Morenada Dance - Ceremonial dance (this is the style I danced in Acora)

Cueca - A love dance. The Cueca is also the national dance of Chile.

Pujillay dance from Chuquisaca (the area around Sucre) - It is a tribute to the abundance of the pacha mama (earth goddess) and to the military power of the indigenous people during the colonial rule.

Chutas from La Paz - Dancing in Bolivia is always associated with bier, often leading to much clowning around

Tinku - It represents the meeting of opposites, it is a ritualistic dance where alcohol is consumed and communities settle scores, it often ends in bloodshed and death.

A fit conclusion to the Tinku.

Diablada from Oruro - Devils and demons emerge from the mines to seek the forgiveness and blessing of the Virgin.

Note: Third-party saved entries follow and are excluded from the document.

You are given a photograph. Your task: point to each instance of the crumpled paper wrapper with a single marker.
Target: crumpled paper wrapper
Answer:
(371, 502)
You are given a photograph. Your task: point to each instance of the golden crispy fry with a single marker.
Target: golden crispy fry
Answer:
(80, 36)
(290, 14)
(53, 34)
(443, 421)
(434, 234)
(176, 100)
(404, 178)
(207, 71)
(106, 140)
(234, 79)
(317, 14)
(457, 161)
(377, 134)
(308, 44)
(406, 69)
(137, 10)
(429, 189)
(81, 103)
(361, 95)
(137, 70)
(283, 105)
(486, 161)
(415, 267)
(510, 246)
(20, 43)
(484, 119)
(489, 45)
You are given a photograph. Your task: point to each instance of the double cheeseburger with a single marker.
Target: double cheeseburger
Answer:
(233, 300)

Taquirari from the eastern lowlands - a happy extrovert dance

Taquinari character

Caporales - Afro-Bolivian dance representing the power of the slave overseers, today it epitomises social transformation in Bolivia, feminine sensuality and the power and virility of men.

Franco invited to dance the Caporales with a very pretty lady

The next morning we headed for the bus terminal. We hailed the first taxi to pass, it was the most decrepit we had ever seen. The driver was a mining engineer who works in Chile.

“What do you think of Chile?” We asked.

“Bastante ordenado.” (They are pretty organised.) He replied. The mining area where he works had been part of Bolivia before it was lost to Chile during the War of the Pacific (1879-1884). Unlike most Bolivians, he had no regrets, he felt the Chileans were doing a better job managing it.

He worked 7 days on, 7 days off. Since his wife couldn’t take time off when he was back home, he drove a taxi to pass the time.

“What do you think of Evo Morales?” We asked.

“He is a scoundrel and if the people vote for him, they are fools,” was his blunt reply.